You can connect to the database and query the data using software like QGIS or just psql
e.g.:
psql -h localhost -p 25434 -U postgres -d gis
To update the data run the following command:
./imposm-0.11.1-linux-x86-64/imposm run -config ./config.json
This will run continuously until you stop it with CTR+C
.
Making systemd service
Example of making systemd service on Ubuntu.
Let’s create a script (you can name it: “imposm_run.sh”) that will launch data updating process:
#!/bin/bash
<specify directory>/imposm-0.11.1-linux-x86-64/imposm run -config <specify directory>/config.json
Our service will start after PostgreSQL service starts. When using external database e.g. RDS that would not be desired. In such case remove After=postgresql.service
from service file.
Create “imposm.service” file:
[Unit]
Description=IMPOSM3 service that keeps your copy of OpenStreetMap data updated.
After=network.target
After=postgresql.service
StartLimitIntervalSec=0
[Service]
Type=simple
Restart=always
RestartSec=5
User=<specify user>
ExecStart=/bin/bash "<specify directory>/imposm_run.sh"
[Install]
WantedBy=multi-user.target
Copy service file to correct location, set its permissions, and reload service daemon:
sudo cp <specify directory>/imposm.service /etc/systemd/system/imposm.service
sudo chmod 600 /etc/systemd/system/imposm.service
sudo systemctl daemon-reload
Now we can use these commands to start and stop our service:
sudo service imposm start
sudo service imposm stop
Tips for production use
Process that updates our database generates some data that stays on disk. If left without supervision this will grow in size indefinitely.

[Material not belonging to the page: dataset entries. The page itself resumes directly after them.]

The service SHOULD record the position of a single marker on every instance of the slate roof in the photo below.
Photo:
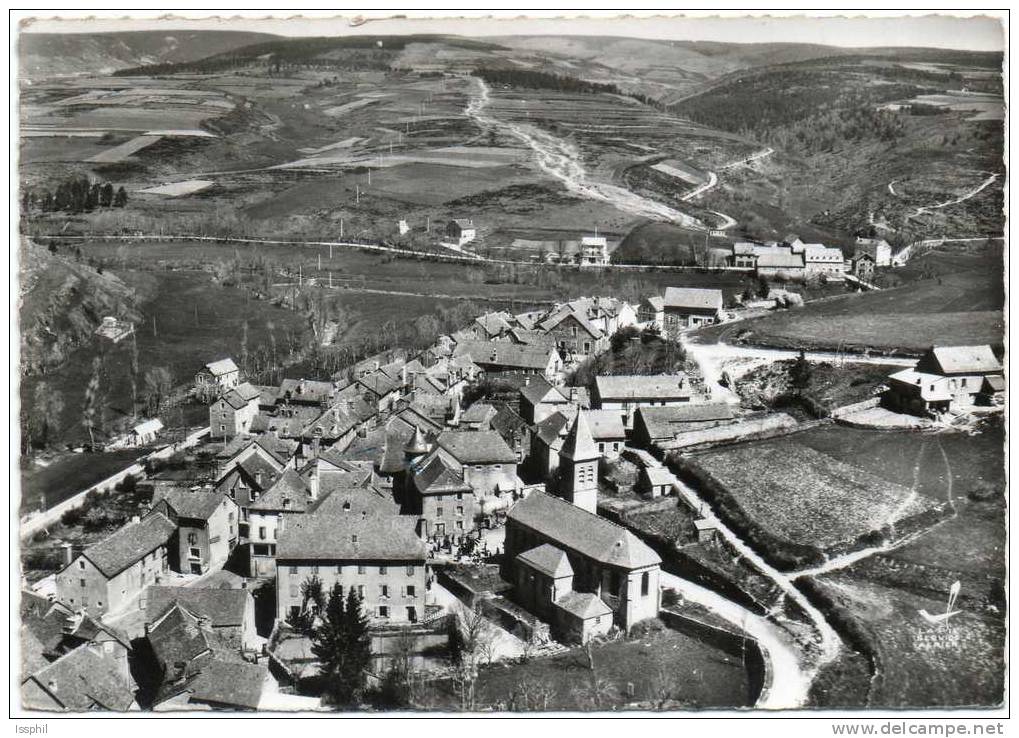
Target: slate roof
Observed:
(604, 424)
(287, 486)
(664, 422)
(780, 260)
(221, 367)
(335, 536)
(435, 476)
(83, 679)
(478, 413)
(504, 354)
(588, 534)
(477, 446)
(223, 608)
(549, 429)
(583, 605)
(128, 544)
(966, 359)
(197, 504)
(693, 299)
(536, 389)
(642, 386)
(547, 560)
(579, 443)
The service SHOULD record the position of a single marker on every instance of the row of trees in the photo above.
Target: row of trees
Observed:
(75, 195)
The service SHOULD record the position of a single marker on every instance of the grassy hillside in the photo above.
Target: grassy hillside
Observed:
(43, 55)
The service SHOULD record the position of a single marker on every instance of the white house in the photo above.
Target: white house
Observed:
(462, 230)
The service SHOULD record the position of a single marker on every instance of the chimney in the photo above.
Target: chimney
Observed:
(313, 482)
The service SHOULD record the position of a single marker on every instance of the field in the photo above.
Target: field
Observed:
(958, 301)
(63, 476)
(958, 663)
(803, 496)
(696, 675)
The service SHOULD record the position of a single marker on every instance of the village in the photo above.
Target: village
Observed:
(487, 484)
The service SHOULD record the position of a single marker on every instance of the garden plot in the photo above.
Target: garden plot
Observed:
(806, 497)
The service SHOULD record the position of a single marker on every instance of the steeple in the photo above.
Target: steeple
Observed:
(579, 444)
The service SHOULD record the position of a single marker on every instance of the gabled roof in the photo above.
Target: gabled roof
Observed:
(477, 446)
(548, 560)
(780, 260)
(966, 359)
(693, 298)
(579, 444)
(128, 544)
(583, 605)
(549, 430)
(221, 367)
(588, 534)
(434, 476)
(639, 386)
(335, 536)
(537, 389)
(223, 608)
(504, 354)
(604, 423)
(662, 422)
(240, 396)
(288, 492)
(83, 680)
(188, 503)
(478, 413)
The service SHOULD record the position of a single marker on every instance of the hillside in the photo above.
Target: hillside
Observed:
(43, 55)
(62, 303)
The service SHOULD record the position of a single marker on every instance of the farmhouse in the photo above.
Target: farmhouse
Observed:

You can add these commands in cron
to keep disk usage low.
# deleting osm replication files downloaded more than 7 days ago
find <specify directory>/imposm_diff/0* -mtime +7 -type f -delete
# remove empty directories
find <specify directory>/imposm_diff/0* -empty -type d -delete
# most of imposm logs are printed to system log by default
# you can clean it up with this command
journalctl --vacuum-time=10d
Additionally I would recommend to run VACUUM ANALYZE
in Postgres periodically.
After service has been running for a long time shutting it down temporarily and “defragmenting” data by running VACUUM FULL
then ANALYZE
may improve disk usage and performance.